Experimental and numerical investigation on heat transfer of supercritical CO2 in a horizontal U-tube under thermal boundary of immersed tube

The heat transfer behaviors of supercritical CO2 (sCO(2)) under uniform heat flux have been widely investigated due to the excellent thermophysical properties. However, the heat transfer behaviors of sCO(2) in an immersed tube as the heat exchanger of the pressurized fluidized bed have not been reported so far. In this work, we studied them by means of a pressurized fluidized bed-sCO(2) closed-cycle heat transfer platform and a heat transfer model under circumferential and axial non-uniform heat flux with thermal boundary characteristics of immersed tube.

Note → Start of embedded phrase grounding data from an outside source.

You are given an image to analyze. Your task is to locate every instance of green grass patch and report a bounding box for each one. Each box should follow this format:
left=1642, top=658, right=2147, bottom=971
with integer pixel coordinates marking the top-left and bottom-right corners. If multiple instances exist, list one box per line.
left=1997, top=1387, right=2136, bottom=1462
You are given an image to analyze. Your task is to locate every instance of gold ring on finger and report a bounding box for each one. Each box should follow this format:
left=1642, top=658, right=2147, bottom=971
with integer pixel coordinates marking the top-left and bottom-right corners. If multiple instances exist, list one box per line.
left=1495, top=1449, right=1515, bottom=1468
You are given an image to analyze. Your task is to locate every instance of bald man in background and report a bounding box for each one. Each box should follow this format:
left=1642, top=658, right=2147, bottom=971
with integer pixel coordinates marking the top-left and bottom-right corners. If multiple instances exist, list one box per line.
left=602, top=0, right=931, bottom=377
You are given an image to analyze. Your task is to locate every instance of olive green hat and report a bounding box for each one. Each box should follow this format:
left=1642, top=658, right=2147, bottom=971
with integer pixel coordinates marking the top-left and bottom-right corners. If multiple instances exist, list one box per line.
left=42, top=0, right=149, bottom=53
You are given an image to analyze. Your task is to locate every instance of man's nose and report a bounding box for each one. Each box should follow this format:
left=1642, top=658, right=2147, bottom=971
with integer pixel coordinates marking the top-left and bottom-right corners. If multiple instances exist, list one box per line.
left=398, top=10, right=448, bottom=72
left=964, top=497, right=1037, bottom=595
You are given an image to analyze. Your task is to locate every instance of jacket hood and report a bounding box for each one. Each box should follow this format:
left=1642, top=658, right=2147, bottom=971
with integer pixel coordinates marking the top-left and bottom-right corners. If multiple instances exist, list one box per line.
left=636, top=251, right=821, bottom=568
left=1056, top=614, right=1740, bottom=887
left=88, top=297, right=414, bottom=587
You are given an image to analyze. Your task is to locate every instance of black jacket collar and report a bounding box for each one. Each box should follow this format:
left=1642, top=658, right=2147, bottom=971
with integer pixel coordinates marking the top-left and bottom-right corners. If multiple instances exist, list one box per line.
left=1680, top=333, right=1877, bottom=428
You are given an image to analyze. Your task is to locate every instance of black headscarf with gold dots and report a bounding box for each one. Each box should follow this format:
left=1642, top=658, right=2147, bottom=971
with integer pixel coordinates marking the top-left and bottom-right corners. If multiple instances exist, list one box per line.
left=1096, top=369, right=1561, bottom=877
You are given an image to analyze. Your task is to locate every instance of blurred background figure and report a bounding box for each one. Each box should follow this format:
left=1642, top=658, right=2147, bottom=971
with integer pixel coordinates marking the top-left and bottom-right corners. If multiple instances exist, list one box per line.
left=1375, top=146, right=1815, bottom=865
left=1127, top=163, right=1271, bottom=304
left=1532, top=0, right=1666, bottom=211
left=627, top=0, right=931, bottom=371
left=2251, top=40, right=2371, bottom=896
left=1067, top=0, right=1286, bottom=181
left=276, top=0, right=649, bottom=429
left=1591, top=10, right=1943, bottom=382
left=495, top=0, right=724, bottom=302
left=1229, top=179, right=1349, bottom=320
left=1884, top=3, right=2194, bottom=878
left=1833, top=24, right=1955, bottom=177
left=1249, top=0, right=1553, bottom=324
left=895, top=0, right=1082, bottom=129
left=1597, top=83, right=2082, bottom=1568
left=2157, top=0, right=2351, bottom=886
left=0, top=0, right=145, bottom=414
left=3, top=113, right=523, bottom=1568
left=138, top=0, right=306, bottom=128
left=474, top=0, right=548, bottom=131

The effects of operating parameters, circumferential and axial heat flux and wall thickness were analyzed. The experimental results revealed that the heat transfer coefficient (HTC) of sCO(2) decreased sharply with the increase of the bed temperature. Mass flow rate can enhance heat transfer more significantly than inlet pressure. The simulation results showed that the unique circumferential heat flux of the immersed tube was beneficial to restrain buoyancy. And the increase of wall thickness can improve the circumferential uniformity of wall temperature. Axial non-uniform heat flux increased the risk of tube bursting. By comparing with experimental and simulated data, it is found that the supercritical-boiling-number and Liao-Zhao correlation can predict the heat transfer deterioration and the HTC in the immersed tube, respectively. This work can provide an understanding of the heat transfer behavior of sCO(2) in an immersed tube.